Although now a typical cotton town recovering from industrial decline, it should be regarded as an ancient settlement.
Its name derives from Ac – which means a settlement among the oak trees. We still call the fruit of the tree the acorn.
Ing means a wet area and tun is a settlement.
Until late Norman times there was just a village set amid a forest.
Accrington once belonged to the monks of Kirkstall Abbey and the Cistercians had a farm called a Grange in the area.
When the abbey was dissolved in 1538 the townsfolk bought the monastic estates and the present St James Church was built on the site in 1763 and the tower added in 1803 as the town became prosperous during the cotton boom.
Accrington once became famous for its production of linen then came carpet sweepers, red bricks, Terylene, brushes, baseballs exported to America, billiard tables, glassware and textile machinery.
Richard Kenyon of Ewbank invented a carpet sweeper in the 1860s and in doing so invented a new word.
In the Second World War the factory was taken over to produce parts for bombers and gliders.

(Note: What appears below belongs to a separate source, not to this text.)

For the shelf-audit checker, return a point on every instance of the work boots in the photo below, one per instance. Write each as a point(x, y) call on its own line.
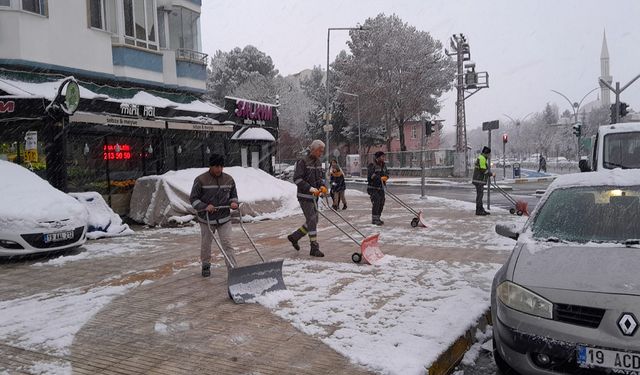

It was the First World War, however, which provided Accrington with fame and horror.
A battalion of 1,100 "Pals" was raised very quickly and on the first day of the battle of the Somme over 550 young men were killed, injured or missing.
At the information centre, close to the market hall built in 1868, a leaflet called The Acorn Trail is on sale.
This follows a town trail including memories of old abbeys, coaching inns and a town hall on Blackburn Road.
Corinthian columns support the entrance porch.
Built in 1858 this was formerly the Peel Institute to celebrate the life and work of Sir Robert Peel, a local lad who became Prime Minister in the 1840s.
The Carnegie Library on St James Street was built in 1909 and in the entrance hall are busts of Dante, Milton and Shakespeare.
The market hall is Romanesque in style and achieves a balance between ancient and modern a duo also in evidence when the town holds its food festival which also involves entertainment and clog dancing.
The Ossie Cloggers are a famous troupe whose routines are said to date back to the days when mill lasses strutted their stuff in the alleys between rows of looms.
The rhythms were derived from the clattering of the looms.
Set amid extensive views is the Haworth Art Gallery.
It was built in the Tudor style in 1909 as the home of a Prince in the Kingdom of Cotton but given to the town in 1921.
It now houses a collection of the American Tiffany glass which is the finest collection to be found anywhere outside the USA.
This collection was given to the town by a local lad named James Briggs who worked in the factory during its heyday in the 1920s.
Accrington will always be famous for the ‘Reds’ football team one of the founders of the Football League.
Alas they went out of business but Accrington Stanley has recovered and in 2003 was promoted into the Conference.
Then came the promotion to the Football League in 2006 and has held its place there ever since. What next we wonder?
In 1974 boundary changes created the Borough of Hyndburn, named after the river.
The name literally means the stream or burn where deer paused to drink.
As well as Accrington, Hyndburn now incorporates Church, Oswaldtwistle, Clayton-le-Moors, Rishton and Great Harwood.